Your method generated an error so i initated a new List of ArticleDTO and did a foreach loop to fill it out with help of your anonumous list. Thanks!
@Tan: Good to hear you got it working! However, I'm considering removing this answer because it is incorrect and it still requires you to use a foreach loop. I'll only remove it if it's okay by you, of course.
0

One way is to use a lambda that has multiple statements.

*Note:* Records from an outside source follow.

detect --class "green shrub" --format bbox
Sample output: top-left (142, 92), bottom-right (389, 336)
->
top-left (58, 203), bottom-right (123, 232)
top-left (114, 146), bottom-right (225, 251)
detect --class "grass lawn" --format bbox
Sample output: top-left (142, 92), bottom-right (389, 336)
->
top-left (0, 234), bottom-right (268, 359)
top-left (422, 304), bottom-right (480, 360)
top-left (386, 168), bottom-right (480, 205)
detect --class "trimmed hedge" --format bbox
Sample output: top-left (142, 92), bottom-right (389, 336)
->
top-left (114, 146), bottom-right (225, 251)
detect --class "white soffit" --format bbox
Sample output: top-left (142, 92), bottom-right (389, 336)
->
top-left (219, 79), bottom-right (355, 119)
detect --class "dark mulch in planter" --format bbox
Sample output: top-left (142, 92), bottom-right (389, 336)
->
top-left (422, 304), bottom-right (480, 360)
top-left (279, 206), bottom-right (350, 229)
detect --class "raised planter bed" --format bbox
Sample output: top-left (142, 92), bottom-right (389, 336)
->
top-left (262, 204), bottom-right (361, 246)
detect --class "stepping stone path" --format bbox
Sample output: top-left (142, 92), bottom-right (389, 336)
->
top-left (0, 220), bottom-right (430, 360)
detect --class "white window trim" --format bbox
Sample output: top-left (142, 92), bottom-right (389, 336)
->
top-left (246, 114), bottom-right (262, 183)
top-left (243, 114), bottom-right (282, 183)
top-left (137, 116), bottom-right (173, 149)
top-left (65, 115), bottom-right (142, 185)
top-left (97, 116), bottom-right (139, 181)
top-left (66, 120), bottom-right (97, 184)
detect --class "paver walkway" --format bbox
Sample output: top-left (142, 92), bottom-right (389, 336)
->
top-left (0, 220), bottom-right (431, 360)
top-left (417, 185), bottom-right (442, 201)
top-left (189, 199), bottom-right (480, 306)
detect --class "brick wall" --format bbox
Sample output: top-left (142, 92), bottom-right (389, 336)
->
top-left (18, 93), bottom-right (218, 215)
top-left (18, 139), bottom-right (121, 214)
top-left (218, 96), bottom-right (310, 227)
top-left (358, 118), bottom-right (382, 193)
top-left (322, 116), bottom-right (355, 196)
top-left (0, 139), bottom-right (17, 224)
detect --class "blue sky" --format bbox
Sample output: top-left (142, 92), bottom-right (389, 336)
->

I'm not sure if this can be considered a one liner, and multi-statement lambdas aren't very LINQ-y.

public IEnumerable<ArticleDTO> GetArticlesBasedOnCategorySection(int catSection, int headCategoryID, string customerREFID)
{
    return _articleRepository
        .GetArticlesByCategory(catSection, headCategoryID, customerREFID)
        .Select(a =>
                {
                    ArticleDTO article = Mapper.ToDTO(a);
                    article.Items = a.Items.Select(b => Mapper.ToDTO(b)).ToList();
                    return article;
                })
        .ToList();
}

If ArticleDTO has a copy constructor you could write it like this:

public IEnumerable<ArticleDTO> GetArticlesBasedOnCategorySection(int catSection, int headCategoryID, string customerREFID)
{
    return _articleRepository
        .GetArticlesByCategory(catSection, headCategoryID, customerREFID)
        .Select(a => new ArticleDTO(Mapper.ToDTO(a))
                     {
                         Items = a.Items.Select(b => Mapper.ToDTO(b)).ToList()
                     })
        .ToList();
}

You could also map the items in a constructor or in Mapper.ToDTO(a).